Wayne Williams, owner of Legally Rooted, a dispensary located on 6th Street, said he believed cannabis product will be ready in time for his dispensary's opening or shortly thereafter.
"We should have flower Wednesday through Friday," he said. "We're not sure 100%."
A ribbon cutting is scheduled for 10 a.m. Friday to celebrate the new business opening in downtown. While a medical marijuana card is not needed to enter a dispensary, anyone wanting to go inside will have to be 21 or older and show ID.
Williams, who also owns Meridian Underground Music, said he and his business partner worked diligently to meet the licensing and inspection requirements and are ready to go. State inspectors said the business is one of the first dispensaries to be inspected, he said.

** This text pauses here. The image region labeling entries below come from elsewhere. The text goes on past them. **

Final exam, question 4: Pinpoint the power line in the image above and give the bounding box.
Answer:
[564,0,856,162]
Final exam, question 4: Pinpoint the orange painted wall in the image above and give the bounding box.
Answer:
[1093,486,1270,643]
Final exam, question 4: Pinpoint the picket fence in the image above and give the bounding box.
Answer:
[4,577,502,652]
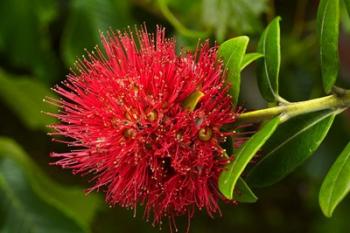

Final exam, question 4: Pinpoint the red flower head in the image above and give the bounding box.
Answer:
[49,28,237,230]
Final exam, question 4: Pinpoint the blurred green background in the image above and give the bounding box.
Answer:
[0,0,350,233]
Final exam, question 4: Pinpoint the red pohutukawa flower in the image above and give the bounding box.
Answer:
[48,28,237,230]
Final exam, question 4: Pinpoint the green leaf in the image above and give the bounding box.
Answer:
[232,177,258,203]
[0,70,57,130]
[257,17,281,102]
[247,111,336,187]
[0,157,87,233]
[344,0,350,16]
[319,143,350,217]
[61,0,134,66]
[219,117,280,199]
[0,137,101,232]
[317,0,340,93]
[219,36,249,103]
[241,53,264,71]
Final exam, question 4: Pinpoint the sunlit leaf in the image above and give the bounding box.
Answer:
[344,0,350,16]
[0,70,57,130]
[219,36,249,103]
[219,117,280,199]
[317,0,340,93]
[0,137,100,232]
[241,53,264,71]
[319,143,350,217]
[247,111,336,187]
[257,17,281,102]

While the product may be a day or two behind, Williams said he and his business partner are looking forward to opening the new business and helping their fellow Meridian residents with medical cannabis prescriptions.
The dispensary opening marks the end of a long and complicated grassroots movement to get medical marijuana approved in Mississippi. After a successful petition to place it on the 2020 ballot, voters throughout the state overwhelmingly chose to allow medical cannabis as a treatment option for a variety of chronic diseases and illnesses.
Shortly after the ballot initiative, however, the Mississippi Supreme Court ruled both the decision and the ballot initiative itself was invalid due to language requiring signatures from five congressional districts. A decline in population in the 2010 census reduced the state's number of congressional seats to four, making it impossible for petitioners to gather the required signatures.
Under pressure from voters, the state legislature took up the medical marijuana issue in its 2022 session passing SB2095, the Mississippi Medical Cannabis Act. The act provided guidelines for developing a medical marijuana industry and tasked the Mississippi Department of Health and Department of Revenue with developing regulations and processing the applications for patients, practitioners, dispensaries, cultivation facilities, testing and disposal sites and transportation entities.
Licenses and permits were awarded beginning in July, and growers quickly set to work planting the state's first legal cannabis crop. With the first plants nearing the end of the state's seed-to-sale tracking system and tens of millions invested, cannabis business owners and the thousands of Mississippi residents with qualifying illnesses, are waiting to receive their first chance at relief.